The cookie sheets were in the bottom stove drawer about a yard and a half to my left, but I had to hold that pan against the window. I do, however, have a secret weapon––long toes that function like Swiss Army knives. I stretched as far as possible with my left leg and pulled the stove drawer open with my toes. It was a bit tougher to reach down to the bottom of the drawer without letting the cake pan slip. I stretched as far as I could. The cartilage between my ribs was snapping like the elastic on old underpants, however I did reach the cookie sheet. Cookie sheets are much heavier than one notices when lifting them by hand.

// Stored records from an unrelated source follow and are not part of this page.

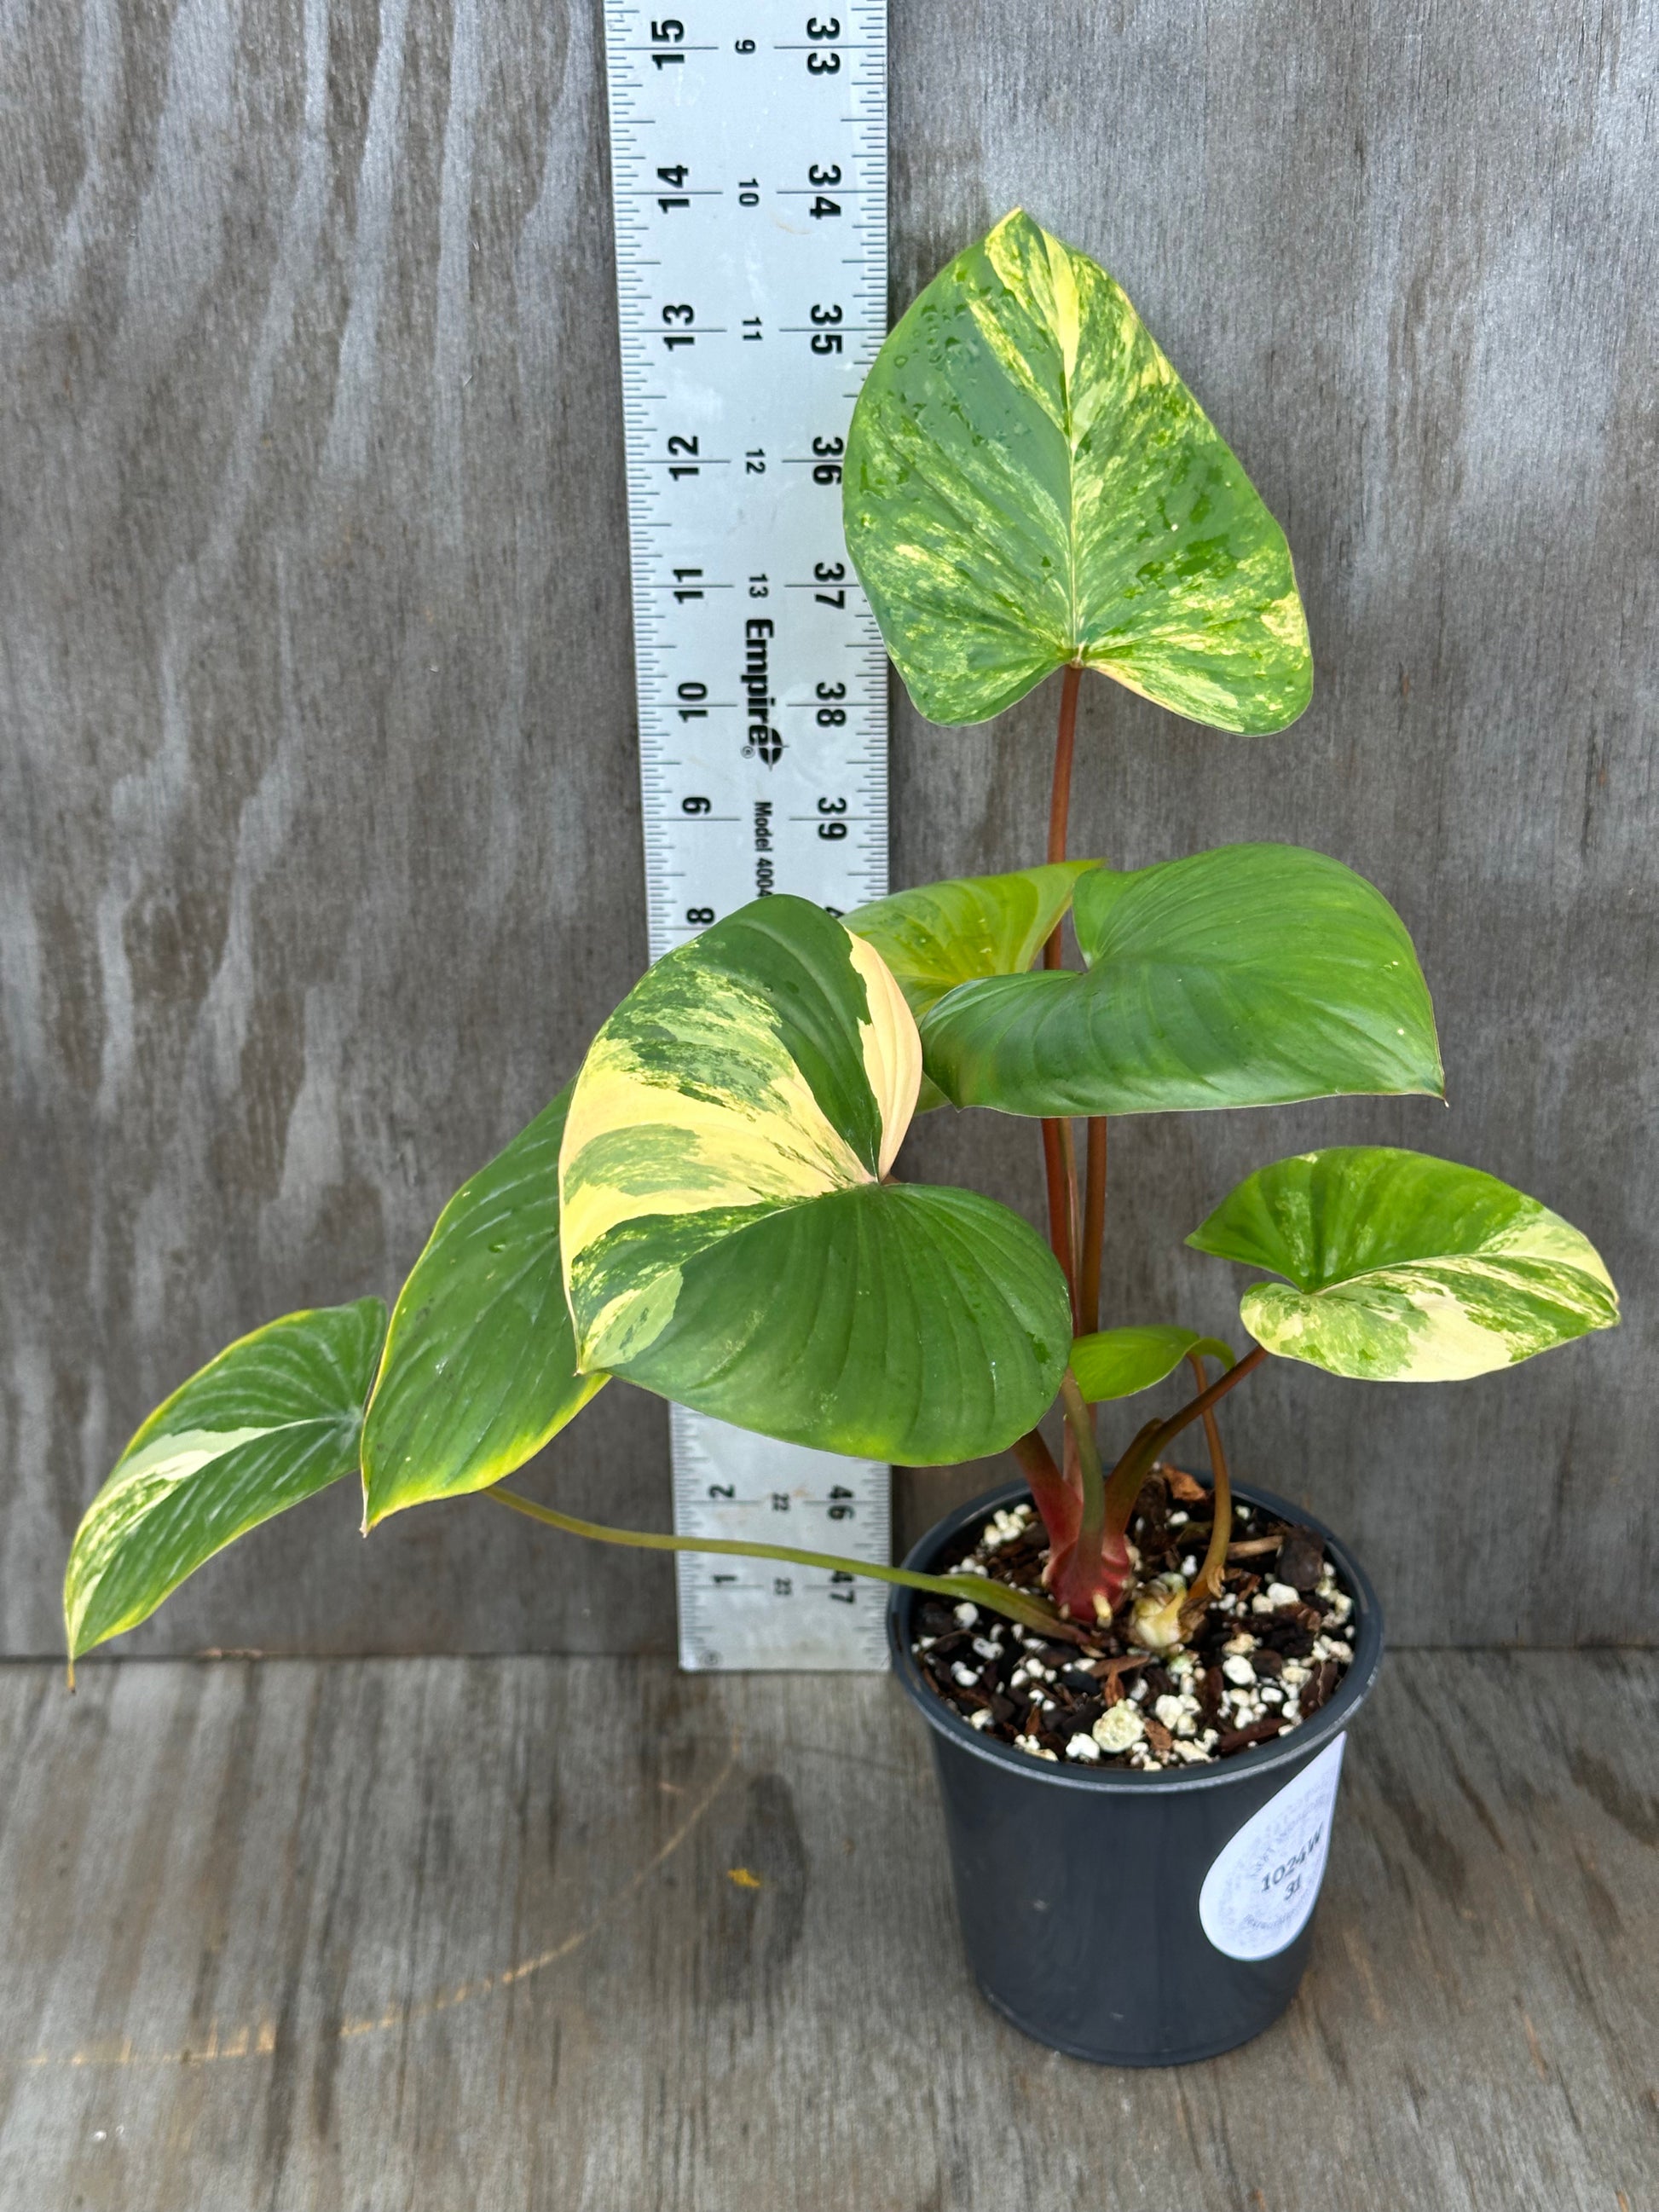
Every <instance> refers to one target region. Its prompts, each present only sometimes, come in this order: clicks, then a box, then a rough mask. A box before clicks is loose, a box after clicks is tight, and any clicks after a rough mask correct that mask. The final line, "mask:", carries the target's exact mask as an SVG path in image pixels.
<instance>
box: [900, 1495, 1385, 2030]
mask: <svg viewBox="0 0 1659 2212" xmlns="http://www.w3.org/2000/svg"><path fill="white" fill-rule="evenodd" d="M1024 1498H1029V1491H1026V1486H1024V1484H1022V1482H1009V1484H1004V1486H1002V1489H998V1491H987V1493H984V1498H975V1500H973V1502H971V1504H967V1506H962V1509H960V1511H958V1513H951V1515H949V1520H942V1522H940V1524H938V1526H936V1528H931V1531H929V1533H927V1535H925V1537H922V1542H920V1544H918V1546H916V1548H914V1551H911V1555H909V1559H907V1562H905V1566H909V1568H916V1571H922V1573H933V1571H936V1566H938V1562H940V1559H942V1557H945V1553H947V1551H949V1546H951V1542H953V1540H956V1537H958V1535H960V1533H962V1531H969V1528H973V1526H978V1522H980V1520H984V1517H987V1515H989V1513H993V1511H995V1509H998V1506H1011V1504H1018V1502H1022V1500H1024ZM1234 1498H1239V1500H1241V1502H1245V1504H1252V1506H1265V1509H1267V1511H1270V1513H1279V1515H1283V1517H1285V1520H1292V1522H1301V1524H1305V1526H1310V1528H1316V1531H1318V1533H1321V1535H1323V1537H1325V1544H1327V1548H1329V1555H1332V1559H1334V1562H1336V1573H1338V1577H1340V1582H1343V1584H1345V1588H1347V1590H1349V1593H1352V1597H1354V1615H1352V1619H1349V1624H1347V1628H1349V1635H1352V1639H1354V1663H1352V1666H1349V1670H1347V1674H1345V1677H1343V1681H1340V1686H1338V1690H1336V1694H1334V1697H1332V1701H1329V1703H1327V1705H1323V1708H1321V1710H1318V1712H1316V1714H1314V1717H1312V1719H1310V1721H1303V1723H1301V1728H1294V1730H1292V1732H1290V1734H1287V1736H1281V1739H1274V1741H1272V1743H1261V1745H1256V1747H1254V1750H1248V1752H1237V1754H1234V1756H1232V1759H1225V1761H1219V1763H1214V1765H1203V1767H1186V1770H1181V1767H1177V1770H1159V1772H1152V1774H1137V1772H1124V1770H1106V1772H1099V1770H1091V1767H1086V1765H1079V1763H1071V1761H1062V1763H1048V1761H1044V1759H1033V1756H1031V1754H1029V1752H1015V1750H1013V1745H1006V1743H995V1741H987V1739H984V1736H980V1734H975V1730H971V1728H969V1725H967V1721H964V1719H962V1717H960V1714H958V1712H956V1710H953V1708H951V1705H947V1703H945V1699H940V1697H938V1694H936V1692H933V1690H931V1688H929V1683H927V1681H925V1677H922V1672H920V1668H918V1666H916V1659H914V1657H911V1641H914V1637H916V1630H914V1626H911V1621H914V1613H916V1606H918V1601H920V1595H918V1593H916V1590H902V1588H894V1595H891V1604H889V1608H887V1641H889V1646H891V1655H894V1670H896V1674H898V1679H900V1681H902V1686H905V1690H907V1692H909V1694H911V1699H914V1701H916V1708H918V1712H920V1714H922V1719H925V1721H927V1725H929V1730H931V1739H933V1763H936V1767H938V1783H940V1796H942V1798H945V1827H947V1834H949V1843H951V1874H953V1878H956V1905H958V1913H960V1920H962V1942H964V1944H967V1955H969V1964H971V1966H973V1975H975V1980H978V1984H980V1989H982V1991H984V1995H987V1997H989V2002H991V2004H993V2006H995V2008H998V2011H1000V2013H1004V2015H1006V2017H1009V2020H1011V2022H1013V2024H1015V2026H1018V2028H1022V2031H1024V2033H1026V2035H1033V2037H1035V2039H1037V2042H1040V2044H1048V2048H1053V2051H1064V2053H1068V2055H1071V2057H1079V2059H1095V2062H1097V2064H1102V2066H1183V2064H1188V2062H1190V2059H1208V2057H1214V2055H1217V2053H1221V2051H1232V2048H1234V2046H1237V2044H1243V2042H1250V2037H1252V2035H1261V2031H1263V2028H1265V2026H1270V2024H1272V2022H1274V2020H1276V2017H1279V2015H1281V2013H1283V2011H1285V2006H1287V2004H1290V2000H1292V1997H1294V1995H1296V1984H1298V1982H1301V1978H1303V1966H1305V1964H1307V1951H1310V1944H1312V1938H1314V1900H1316V1896H1318V1882H1321V1876H1323V1871H1325V1849H1327V1843H1329V1832H1332V1812H1334V1803H1336V1778H1338V1772H1340V1759H1343V1734H1345V1730H1347V1723H1349V1721H1352V1719H1354V1714H1356V1712H1358V1708H1360V1705H1363V1701H1365V1697H1367V1694H1369V1690H1371V1683H1374V1681H1376V1674H1378V1668H1380V1663H1383V1613H1380V1608H1378V1601H1376V1593H1374V1590H1371V1584H1369V1582H1367V1579H1365V1575H1363V1571H1360V1566H1358V1562H1356V1559H1354V1557H1352V1555H1349V1553H1347V1548H1345V1546H1343V1544H1340V1542H1338V1540H1336V1537H1334V1535H1332V1533H1329V1531H1327V1528H1323V1526H1321V1522H1316V1520H1314V1517H1312V1515H1310V1513H1305V1511H1303V1509H1301V1506H1292V1504H1287V1502H1285V1500H1283V1498H1274V1495H1272V1493H1270V1491H1259V1489H1254V1486H1248V1484H1234Z"/></svg>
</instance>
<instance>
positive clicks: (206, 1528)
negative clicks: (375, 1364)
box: [64, 1298, 385, 1659]
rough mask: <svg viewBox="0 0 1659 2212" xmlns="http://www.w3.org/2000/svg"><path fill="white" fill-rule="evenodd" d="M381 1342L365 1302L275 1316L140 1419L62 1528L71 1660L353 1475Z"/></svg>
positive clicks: (185, 1383)
mask: <svg viewBox="0 0 1659 2212" xmlns="http://www.w3.org/2000/svg"><path fill="white" fill-rule="evenodd" d="M383 1336H385V1305H380V1301H378V1298H358V1301H356V1303H354V1305H327V1307H319V1310H314V1312H303V1314H288V1316H285V1318H283V1321H272V1323H268V1325H265V1327H263V1329H254V1334H252V1336H243V1338H239V1340H237V1343H234V1345H230V1347H228V1349H226V1352H221V1354H219V1358H215V1360H210V1363H208V1365H206V1367H204V1369H201V1371H199V1374H195V1376H190V1380H188V1383H184V1385H181V1387H179V1389H175V1391H173V1396H170V1398H168V1400H166V1402H164V1405H159V1407H157V1409H155V1413H150V1418H148V1420H146V1422H144V1427H142V1429H139V1431H137V1436H135V1438H133V1442H131V1444H128V1447H126V1451H124V1453H122V1458H119V1460H117V1462H115V1469H113V1473H111V1478H108V1482H106V1484H104V1489H102V1491H100V1493H97V1498H95V1500H93V1502H91V1506H88V1509H86V1515H84V1520H82V1524H80V1528H77V1531H75V1544H73V1548H71V1553H69V1573H66V1575H64V1626H66V1630H69V1657H71V1659H77V1657H80V1655H82V1652H86V1650H91V1648H93V1644H102V1641H104V1639H106V1637H117V1635H119V1632H122V1630H124V1628H137V1624H139V1621H142V1619H148V1615H150V1613H155V1608H157V1606H159V1604H161V1599H164V1597H168V1593H170V1590H177V1586H179V1584H181V1582H184V1577H186V1575H192V1573H195V1571H197V1568H199V1566H201V1564H204V1562H206V1559H210V1557H212V1555H215V1553H217V1551H223V1546H226V1544H230V1542H234V1537H239V1535H246V1533H248V1531H250V1528H257V1526H259V1522H265V1520H270V1517H272V1515H274V1513H283V1511H285V1509H288V1506H294V1504H299V1502H301V1498H310V1495H312V1493H314V1491H321V1489H327V1484H330V1482H338V1480H341V1478H343V1475H352V1473H356V1467H358V1436H361V1429H363V1400H365V1398H367V1396H369V1380H372V1378H374V1363H376V1356H378V1352H380V1338H383Z"/></svg>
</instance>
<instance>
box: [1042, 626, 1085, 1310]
mask: <svg viewBox="0 0 1659 2212" xmlns="http://www.w3.org/2000/svg"><path fill="white" fill-rule="evenodd" d="M1082 675H1084V672H1082V668H1079V666H1077V664H1075V661H1073V664H1071V668H1066V672H1064V677H1062V684H1060V728H1057V730H1055V774H1053V783H1051V787H1048V858H1051V860H1064V858H1066V827H1068V821H1071V757H1073V750H1075V743H1077V686H1079V681H1082ZM1062 927H1064V925H1062V922H1055V927H1053V936H1051V938H1048V942H1046V945H1044V947H1042V964H1044V967H1046V969H1051V967H1062V936H1060V931H1062ZM1068 1150H1071V1130H1068V1128H1066V1137H1064V1139H1062V1124H1060V1121H1053V1119H1048V1121H1044V1124H1042V1168H1044V1175H1046V1179H1048V1243H1051V1248H1053V1254H1055V1259H1057V1261H1060V1272H1062V1274H1064V1276H1066V1290H1068V1292H1071V1310H1073V1327H1075V1325H1077V1323H1075V1316H1077V1310H1079V1303H1077V1245H1075V1241H1073V1234H1071V1223H1073V1219H1075V1212H1077V1197H1075V1192H1077V1166H1075V1161H1073V1168H1071V1186H1068V1183H1066V1155H1068Z"/></svg>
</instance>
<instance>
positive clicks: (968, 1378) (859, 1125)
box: [560, 896, 1071, 1464]
mask: <svg viewBox="0 0 1659 2212" xmlns="http://www.w3.org/2000/svg"><path fill="white" fill-rule="evenodd" d="M918 1079H920V1046H918V1037H916V1024H914V1020H911V1013H909V1009H907V1006H905V998H902V993H900V989H898V984H896V982H894V978H891V973H889V971H887V967H885V962H883V960H880V956H878V953H876V951H874V949H872V947H869V945H865V942H863V940H858V938H854V936H849V931H847V929H843V925H841V922H834V920H832V918H830V916H827V914H823V911H821V909H818V907H812V905H807V900H801V898H781V896H779V898H763V900H757V902H754V905H750V907H743V909H741V911H739V914H734V916H730V918H728V920H723V922H717V925H714V927H712V929H706V931H703V933H701V936H699V938H692V940H690V942H688V945H681V947H679V949H677V951H672V953H668V956H666V958H661V960H659V962H657V964H655V967H653V969H650V973H648V975H646V978H644V980H641V982H639V984H637V987H635V989H633V991H630V993H628V998H626V1000H624V1002H622V1006H619V1009H617V1011H615V1013H613V1015H611V1020H608V1022H606V1024H604V1029H602V1031H599V1035H597V1037H595V1042H593V1048H591V1051H588V1057H586V1062H584V1066H582V1073H580V1077H577V1084H575V1095H573V1099H571V1117H568V1121H566V1130H564V1148H562V1159H560V1183H562V1203H564V1272H566V1294H568V1301H571V1312H573V1316H575V1327H577V1358H580V1365H582V1369H584V1371H599V1369H606V1371H613V1374H622V1376H626V1378H628V1380H630V1383H639V1385H644V1387H646V1389H653V1391H659V1394H661V1396H664V1398H675V1400H677V1402H679V1405H688V1407H692V1409H697V1411H703V1413H714V1416H719V1418H721V1420H730V1422H737V1425H739V1427H743V1429H759V1431H761V1433H765V1436H779V1438H785V1440H787V1442H799V1444H814V1447H818V1449H827V1451H845V1453H856V1455H860V1458H889V1460H900V1462H909V1464H936V1462H949V1460H964V1458H978V1455H982V1453H989V1451H1000V1449H1004V1447H1006V1444H1009V1442H1013V1440H1015V1438H1018V1436H1022V1433H1024V1431H1026V1429H1029V1427H1031V1425H1033V1422H1035V1420H1037V1418H1040V1416H1042V1413H1044V1411H1046V1409H1048V1405H1051V1402H1053V1396H1055V1391H1057V1387H1060V1376H1062V1374H1064V1365H1066V1354H1068V1349H1071V1321H1068V1303H1066V1287H1064V1279H1062V1274H1060V1267H1057V1265H1055V1261H1053V1256H1051V1252H1048V1250H1046V1245H1044V1243H1042V1241H1040V1239H1037V1237H1035V1232H1033V1230H1031V1228H1029V1225H1026V1223H1024V1221H1020V1217H1018V1214H1011V1212H1009V1210H1006V1208H1002V1206H995V1203H993V1201H991V1199H980V1197H975V1194H973V1192H964V1190H929V1188H920V1186H896V1183H883V1181H880V1177H885V1172H887V1168H889V1164H891V1159H894V1155H896V1150H898V1146H900V1141H902V1137H905V1128H907V1126H909V1119H911V1110H914V1102H916V1086H918Z"/></svg>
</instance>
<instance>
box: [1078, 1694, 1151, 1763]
mask: <svg viewBox="0 0 1659 2212" xmlns="http://www.w3.org/2000/svg"><path fill="white" fill-rule="evenodd" d="M1091 1734H1093V1736H1095V1743H1097V1745H1099V1747H1102V1752H1126V1750H1128V1747H1130V1743H1139V1741H1141V1736H1144V1734H1146V1721H1144V1719H1141V1717H1139V1712H1137V1710H1135V1708H1133V1705H1130V1703H1128V1699H1124V1703H1121V1705H1113V1708H1110V1710H1108V1712H1102V1717H1099V1719H1097V1721H1095V1728H1093V1730H1091Z"/></svg>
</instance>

I placed the cookie sheet flat against the window right below the cake pan and began to slide it upwards. I truly didn’t want to hurt the bat’s little feet. I went slowly so that it had time to let go of the window and adjust its position in the pan. Somehow I slid the cookie sheet all the way up, and it formed a fine cover for the pan. I could carry the bat safely outside, well contained. I was feeling triumphant or at least a little smug.

Onto the deck we went. Heck, he was just being a bat, acting like a bat should. I held no grudge. I stood on the deck and opened the pan to the sky so that he could return to the wild unharmed. Unfortunately, he clung to the inside of the cake pan. I gave a little shake. I gave a big shake. I smacked the bottom of the pan.

How could I encourage the bat to let go? While I was wondering, he fell out and landed at my feet. And there he sat. The phrase that seeped into my mind at this point was aberrant bat behavior. I do respect nature and the right of all living things to be left alone, but I had no intention of experiencing weeks of rabies shots for this little jerk.

I placed the broom bristles gently against the bat. He was about 6 inches from the railing, and I hoped to urge him through the rails and out of my life. I was very careful to be gentle in case there was some kind of coating on bat wings that might affect flight if it were disturbed. I gave a little nudge, whereupon that filthy sky-rat stood up, spread his wings and growled at me. Even as I raced backwards, I could see that his jaws were open 180 degrees, and he had sabers for teeth.

I grew up on a golf course, so my next move came naturally. I placed the broom squarely in front of me, shoulders even, head down, and swung back keeping my left elbow straight. I drove that sucker right off the deck. And much like golf balls that simply dribble off the tee, he simply fell off the deck and landed in the garden right below me, hissing and growling as he went.

At least he was gone. I turned to go back in the house and looked into the faces of my two dogs. Soon we’d be going for our morning walk. And soon they’d be rounding the house looking for the bat who was still screeching. For a fleeting moment, I thought––hey, they've had rabies shots––.  We hadn’t fully settled into the house. Maybe we could just move. 

I walked out front to the little garden wall I’d built and took the biggest, heaviest rock from the pile. It took all I had to lift it over the deck rail and align it with the still growling bat below me. I let it go. It was a horrible, sickening thud. Horrible and yet at some level, quite satisfying. As far as I know that bat still lines the indentation under the rock, but I’m not checking, even after 15 years.